Are consumers ready for robots on their doorstep?
As e-commerce giants like Amazon and Walmart accelerate their push into drone delivery, the question arises: are consumers ready for this aerial shift in delivery services?
Amazon aims to make 10,000 drone deliveries in Europe this year, while Walmart plans to extend its drone services to an additional 60,000 homes in the United States. This surge in investment towards drone delivery raises critical questions about public acceptance and readiness.
Consumer readiness: a study by Northwestern University
Northwestern University’s Mobility and Behaviour Lab, led by Amanda Stathopoulos, an associate professor of civil and environmental engineering, conducted a study to gauge consumer readiness for a future where robots and drones replace traditional delivery methods. The findings, published in the journal Scientific Reports, reveal a societal need to adapt to and embrace these emerging technologies.
“We need to think really carefully about the effect of these new technologies on people and communities, and to tune in to what they think about these changes,” Stathopoulos said.
The study titled ‘Robots at your doorstep: Acceptance of near-future technologies for automated parcel delivery’ explores the complex relationship between behaviour and acceptance of automated delivery technologies.

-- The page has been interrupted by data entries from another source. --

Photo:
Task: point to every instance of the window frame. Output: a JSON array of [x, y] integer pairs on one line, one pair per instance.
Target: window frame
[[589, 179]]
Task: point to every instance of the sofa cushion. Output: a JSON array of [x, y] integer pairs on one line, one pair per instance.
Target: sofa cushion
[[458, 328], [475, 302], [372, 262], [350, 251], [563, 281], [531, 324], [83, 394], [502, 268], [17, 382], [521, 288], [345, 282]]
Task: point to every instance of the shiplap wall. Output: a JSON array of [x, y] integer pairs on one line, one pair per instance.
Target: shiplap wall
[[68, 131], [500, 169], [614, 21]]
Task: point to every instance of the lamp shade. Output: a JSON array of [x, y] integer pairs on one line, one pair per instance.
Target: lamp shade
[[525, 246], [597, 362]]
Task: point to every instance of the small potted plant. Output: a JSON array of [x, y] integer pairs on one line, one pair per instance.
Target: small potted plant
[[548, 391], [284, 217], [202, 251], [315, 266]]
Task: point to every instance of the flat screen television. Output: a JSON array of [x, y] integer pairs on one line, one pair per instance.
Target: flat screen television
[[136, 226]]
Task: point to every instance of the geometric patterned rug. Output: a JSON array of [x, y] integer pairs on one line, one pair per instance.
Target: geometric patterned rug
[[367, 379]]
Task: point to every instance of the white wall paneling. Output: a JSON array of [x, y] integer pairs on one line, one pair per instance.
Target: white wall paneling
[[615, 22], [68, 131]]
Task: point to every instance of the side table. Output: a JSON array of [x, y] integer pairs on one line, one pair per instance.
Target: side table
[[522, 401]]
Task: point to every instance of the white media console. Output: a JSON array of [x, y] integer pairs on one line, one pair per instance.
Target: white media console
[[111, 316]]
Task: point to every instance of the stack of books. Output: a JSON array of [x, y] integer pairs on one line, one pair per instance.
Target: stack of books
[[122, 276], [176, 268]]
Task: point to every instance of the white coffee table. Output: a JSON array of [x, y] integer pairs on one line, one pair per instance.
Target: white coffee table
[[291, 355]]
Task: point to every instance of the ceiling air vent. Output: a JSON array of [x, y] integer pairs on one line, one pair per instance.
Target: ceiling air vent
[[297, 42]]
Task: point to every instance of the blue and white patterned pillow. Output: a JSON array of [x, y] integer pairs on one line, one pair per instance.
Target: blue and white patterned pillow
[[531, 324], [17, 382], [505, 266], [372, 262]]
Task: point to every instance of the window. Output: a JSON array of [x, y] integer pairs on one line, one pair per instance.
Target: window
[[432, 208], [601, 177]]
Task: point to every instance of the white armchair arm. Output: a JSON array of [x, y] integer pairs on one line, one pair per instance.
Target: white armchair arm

The research team conducted a survey among 692 US respondents, asking about various delivery options and related aspects like speed, package handling, and general perceptions.
Findings of the study
Automated vehicles vs. drones and robots: the study found a preference for automated vehicles over drones and robots for parcel delivery, possibly due to the existing familiarity with self-driving cars.
Influence of delivery speed and cost: an increase in delivery speed and a decrease in price heightened the acceptance of drone and robot deliveries
Tech-savvy consumers more accepting: those more familiar with technology were found to be more receptive to these new delivery methods
Societal implications and challenges
Stathopoulos, also a faculty affiliate of Northwestern’s Transportation Centre, highlighted the societal paradox post-pandemic, where consumers expect efficient delivery but often overlook the associated issues such as labour conditions and environmental impact. The study calls for a reconciliation of convenience with its broader implications.
Challenges for implementation
Stathopoulos pointed out that despite the excitement around new delivery modes, societal acceptance is not yet at a level for seamless adoption. She stressed the need for shipping and logistics centres to be central in city planning and design. Additionally, the involvement of policymakers is crucial as drone usage increases and labour markets shift. The study argues that for these innovations to succeed, there needs to be more consolidation of systems among companies.
Stathopoulos advocates for more frequent assessments of user acceptance and suggests that policymakers and companies should work together to address public concerns and reluctance. She believes that embracing the inevitable changes in cityscapes due to increased deliveries and fostering collaboration and coordination between companies are key to future success.
The study, supported by the National Science Foundation Career programme, highlights a pivotal moment in urban and technological evolution. As drone delivery becomes more prevalent, understanding, and shaping consumer attitudes will be crucial in navigating the transition from traditional delivery methods to a more automated future.